From near-negligible AUM six years ago to a globally significant number today — that's a structural shift in how Indians hold gold. Less physical hoarding. More financial gold. Apart from this, experts mention that this drop is mostly a cool-off after some exceptional months of rally in Gold prices. Furthermore, experts believe that the small dip in the price of Gold in early Feb was another reason behind the increased inflows, along with the rising appetite for equities, which are available at a better price at the moment, as per Mint.

The mutual fund industry's total AUM climbed to a record ₹82.03 lakh crore in February 2026, despite the sharp moderation in gold ETF inflows. The industry is growing regardless of which asset class happens to be in favour that month.

February's 78% drop in gold ETF inflows, read in isolation, sounds alarming. Read in context, it tells a more nuanced story: Indian investors entered 2026 fearful, allocated heavily to gold as a hedge, watched equity markets bottom out, and then rotated back. That's not panic.

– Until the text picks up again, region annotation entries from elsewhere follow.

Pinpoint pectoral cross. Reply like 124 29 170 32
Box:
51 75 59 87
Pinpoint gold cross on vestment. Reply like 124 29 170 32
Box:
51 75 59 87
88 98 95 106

That's portfolio management.

So What Should You Actually Do?

If you hold gold as a long-term hedge, say 5–10% of your portfolio, February's data changes nothing for you. Gold isn't supposed to be exciting every month. It's supposed to be boring and uncorrelated. It did its job in late 2025 and January 2026.

And if you're the person who piled into a gold ETF in late January because every news headline screamed "ALL TIME HIGH",  welcome to the club. The time to allocate to gold is when nobody's talking about it, not when everyone is. That's the thing about gold. It's been valuable for 5,000 years. It'll still be valuable when this news cycle is forgotten. You don't need to chase it.

Data Sources: AMFI, MCX, World Gold Council, SEBI, Value Research

Disclaimer: This article is for informational purposes only and does not constitute financial advice. Please consult a SEBI-registered advisor before making investment decisions.